Alistair McClymont, quant à lui, interroge la vulnérabilité des hommes, responsables et victimes des phénomènes naturels d'ampleur. 
 
Autre réflexion qui s'inscrit de manière durable dans le champ de la création contemporaine : après son invasion tous azimuts, que représente aujourd’hui l'outil numérique ?
 
Un champ d’exploration et de questionnement dont se sont emparés chercheurs et artistes de la programmation dans le cadre des tables rondes, workshops et masterclass proposés par le Laboratoire Arts et Technologies : Rendez-vous pros de Scopitone.
La démonstration technologique semble désormais s'estomper, se mettre au service de l’œuvre plutôt que la subjuguer : tels Narcisse V.2, série de miroirs chorégraphiés par le studio Nonotak, ou encore des  dessins mécaniques des Japonais Sokanno et yang02.
En contrepoint de la course effrénée au tout-technologique ressurgissent des approches low-tech et lo-fi, comme celles de la musique improvisée de Joasihno, des tableaux cinétiques de Flavien Théry ou encore des sculptures mécaniques de Samuel St-Aubin.
En préambule de la table ronde éponyme dont il a assuré la modération, Guillaume Ledit nous proposait un état des lieux sur le sujet, à lire sur Usbek & Rica :
Pour aller plus loin :
 
Les arts numériques vivraient-ils leur révolution ?
 
Force est de constater, en tout cas, que la prouesse technologique ne se conçoit plus pour elle-même : s’estompant, elle se met au service du propos artistique et donne lieu à une grande porosité des approches, celles-ci se nourrissant d’autres visions, dialoguant sans cesse avec d’autres univers (scientifiques, techniques...).

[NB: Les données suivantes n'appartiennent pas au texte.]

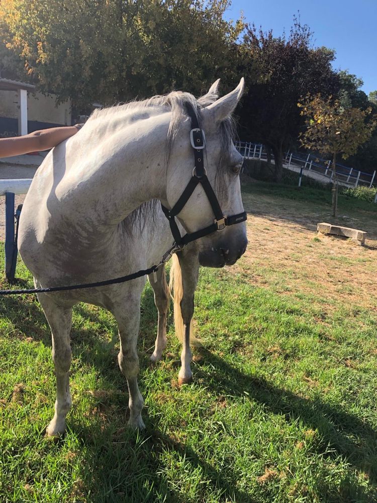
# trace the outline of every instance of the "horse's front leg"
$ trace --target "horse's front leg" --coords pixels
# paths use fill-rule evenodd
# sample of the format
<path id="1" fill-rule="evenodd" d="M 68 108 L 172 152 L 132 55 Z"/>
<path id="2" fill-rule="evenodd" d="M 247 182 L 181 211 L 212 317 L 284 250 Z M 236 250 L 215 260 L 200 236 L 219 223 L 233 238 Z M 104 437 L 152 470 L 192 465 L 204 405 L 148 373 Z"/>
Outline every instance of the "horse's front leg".
<path id="1" fill-rule="evenodd" d="M 51 329 L 52 359 L 56 376 L 55 414 L 46 428 L 46 434 L 48 437 L 59 437 L 65 431 L 65 417 L 72 404 L 69 374 L 72 307 L 59 305 L 44 294 L 39 294 L 38 297 Z"/>
<path id="2" fill-rule="evenodd" d="M 154 351 L 150 356 L 152 362 L 161 360 L 162 352 L 166 347 L 166 318 L 169 307 L 169 289 L 166 283 L 165 266 L 161 266 L 156 273 L 148 276 L 149 283 L 154 294 L 154 303 L 158 311 L 157 335 L 154 345 Z M 156 281 L 154 281 L 154 279 Z"/>
<path id="3" fill-rule="evenodd" d="M 193 380 L 191 360 L 193 355 L 190 348 L 191 321 L 194 315 L 194 299 L 199 274 L 198 252 L 195 246 L 189 246 L 177 254 L 181 272 L 182 298 L 180 302 L 183 324 L 183 347 L 180 355 L 182 366 L 178 375 L 180 385 L 188 384 Z"/>
<path id="4" fill-rule="evenodd" d="M 143 283 L 138 282 L 141 289 L 133 281 L 135 290 L 128 292 L 127 305 L 123 303 L 112 309 L 118 323 L 120 350 L 118 356 L 119 367 L 127 381 L 130 408 L 129 425 L 132 428 L 143 429 L 145 426 L 141 417 L 144 400 L 139 390 L 137 375 L 139 358 L 137 355 L 137 337 L 140 321 L 140 297 Z"/>

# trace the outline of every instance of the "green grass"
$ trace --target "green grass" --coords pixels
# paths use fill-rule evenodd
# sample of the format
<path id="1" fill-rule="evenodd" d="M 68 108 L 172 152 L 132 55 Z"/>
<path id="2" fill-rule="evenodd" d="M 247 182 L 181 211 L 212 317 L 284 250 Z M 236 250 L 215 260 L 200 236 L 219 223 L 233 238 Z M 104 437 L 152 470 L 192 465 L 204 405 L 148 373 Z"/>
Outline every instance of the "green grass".
<path id="1" fill-rule="evenodd" d="M 21 264 L 17 275 L 32 286 Z M 43 312 L 33 296 L 0 300 L 1 503 L 377 501 L 375 313 L 336 302 L 329 312 L 313 302 L 315 292 L 277 294 L 249 282 L 232 268 L 201 270 L 195 318 L 204 347 L 194 383 L 180 389 L 171 315 L 163 360 L 149 364 L 157 315 L 146 288 L 140 434 L 125 427 L 115 321 L 77 306 L 73 406 L 58 443 L 44 437 L 55 380 Z"/>

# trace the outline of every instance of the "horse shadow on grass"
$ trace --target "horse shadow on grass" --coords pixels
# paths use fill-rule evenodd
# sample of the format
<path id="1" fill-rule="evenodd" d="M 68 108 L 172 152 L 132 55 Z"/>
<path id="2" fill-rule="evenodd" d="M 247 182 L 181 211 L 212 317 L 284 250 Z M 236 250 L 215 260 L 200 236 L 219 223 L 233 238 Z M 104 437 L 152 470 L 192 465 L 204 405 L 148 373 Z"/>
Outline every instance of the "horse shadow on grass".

La création musicale n’est pas en reste, mélangeant expériences et genres, qui se répondent et s’interpénètrent : du future beat à la techno, de la house à l’expérimental, les horizons dévoilés sont vastes, et la musique se mue en une pratique ouverte à tous les vents. Les frontières ainsi abolies, ces nouvelles formes artistiques se prêtent au jeu de la transversalité, interrogent nos comportements et nos goûts, illustrent les profondes mutations de notre époque autant qu’elles les anticipent ; jouées, exposées, débattues, elles marquent la ville de leur empreinte, invitent les publics à s’étonner, à se questionner.
 
Le festival investissait les lieux emblématiques de Nantes. Du Jardin des Plantes à Stereolux en passant par le Château des Ducs de Bretagne, et de  nouveaux lieux du festival : le Musée d’arts de Nantes, la Maison des Arts de Saint-Herblain, Mediacampus… Le public était invité à construire son propre parcours en se laissant porter par sa curiosité afin de faire de la ville un nouveau terrain d’expérimentation, à travers les différents parcours programmés.